I also don't think it's wrong for photos to be provided. Better than letting someone assume it's a different way and doing it incorrectly...if they are going to scruff, it should at least be in a safe and fair manner. Momma dog scruffs pups on a daily basis, there is nothing wrong with scruffing IF it's done in a non abusive manner.


----------



## vat (Jul 23, 2010)

I have read 2 books and yes they use choke collars and pops. They are well know for their breeding program and you can't even get on the waiting list anymore. They also do not let you choose your pup. When you apply for a pup you specify what your intent is, pet, SCH, police, etc. They have a special testing that they do (they have someone who does not know the pups come in) when the pups are young. It tells them what type of pup it is (hard to explain this). Then they place that pup with the applicant that it is best suited for. It was interesting and they are very successful at this. So someone looking for a pet does not end up with a pup more suited for SHC, etc.

Each monk is responsible for a certain dog and its pups if its a female. The pups are so well behaved that they can down in the main hall while the monks are eating and taking prayer, very impressive!


----------



## codmaster (Aug 5, 2009)

Stogey said:


> Anything that doesn't involve your dog sitting " time out " in the corner is
> " Ole School " .....
> 
> Just kiddin folks ! :laugh:


Funny!

Ever wonder why some things got to be "Old School"? Maybe because they worked?????


----------



## CaseysGSD (Oct 15, 2010)

vat said:


> I have read 2 books and yes they use choke collars and pops. They are well know for their breeding program and you can't even get on the waiting list anymore. They also do not let you choose your pup. When you apply for a pup you specify what your intent is, pet, SCH, police, etc. They have a special testing that they do (they have someone who does not know the pups come in) when the pups are young. It tells them what type of pup it is (hard to explain this). Then they place that pup with the applicant that it is best suited for. It was interesting and they are very successful at this. So someone looking for a pet does not end up with a pup more suited for SHC, etc.
> 
> Each monk is responsible for a certain dog and its pups if its a female. The pups are so well behaved that they can down in the main hall while the monks are eating and taking prayer, very impressive!

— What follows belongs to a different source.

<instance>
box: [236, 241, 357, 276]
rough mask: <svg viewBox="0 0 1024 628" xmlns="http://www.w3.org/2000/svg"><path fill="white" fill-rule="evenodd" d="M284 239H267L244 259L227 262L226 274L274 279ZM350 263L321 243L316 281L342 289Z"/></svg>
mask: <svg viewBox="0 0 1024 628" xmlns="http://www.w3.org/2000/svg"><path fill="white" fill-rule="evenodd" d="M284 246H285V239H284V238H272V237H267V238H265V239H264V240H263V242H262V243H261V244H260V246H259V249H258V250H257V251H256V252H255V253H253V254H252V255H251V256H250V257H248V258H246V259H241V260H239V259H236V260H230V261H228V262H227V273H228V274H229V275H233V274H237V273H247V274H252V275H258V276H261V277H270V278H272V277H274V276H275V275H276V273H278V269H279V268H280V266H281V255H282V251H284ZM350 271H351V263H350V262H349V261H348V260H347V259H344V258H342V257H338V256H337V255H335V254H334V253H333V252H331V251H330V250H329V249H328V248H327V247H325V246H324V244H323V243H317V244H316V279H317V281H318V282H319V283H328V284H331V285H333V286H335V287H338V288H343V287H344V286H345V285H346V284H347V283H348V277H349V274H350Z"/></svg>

As I said before (but not sure you saw it) I have a freind with a dog from there (he's 11 now..the dog not the friend LOL) and he was by far the best and smartest GSD pup and dog I have ever known! As I side note, he waited on the list for 5-6 years back then!


----------



## BlackPuppy (Mar 29, 2007)

I watched the tv show back when I had cable. I don't remember them airing anything that disturbed me, but they don't use anything like clicker training. I remember the training to walk nice on a leash was to put the dog on a long line and change directions to get him to pay attention. That part at least was classic Koehler.

http://animal.discovery.com/convergence/divine-canine/divine-canine.html


----------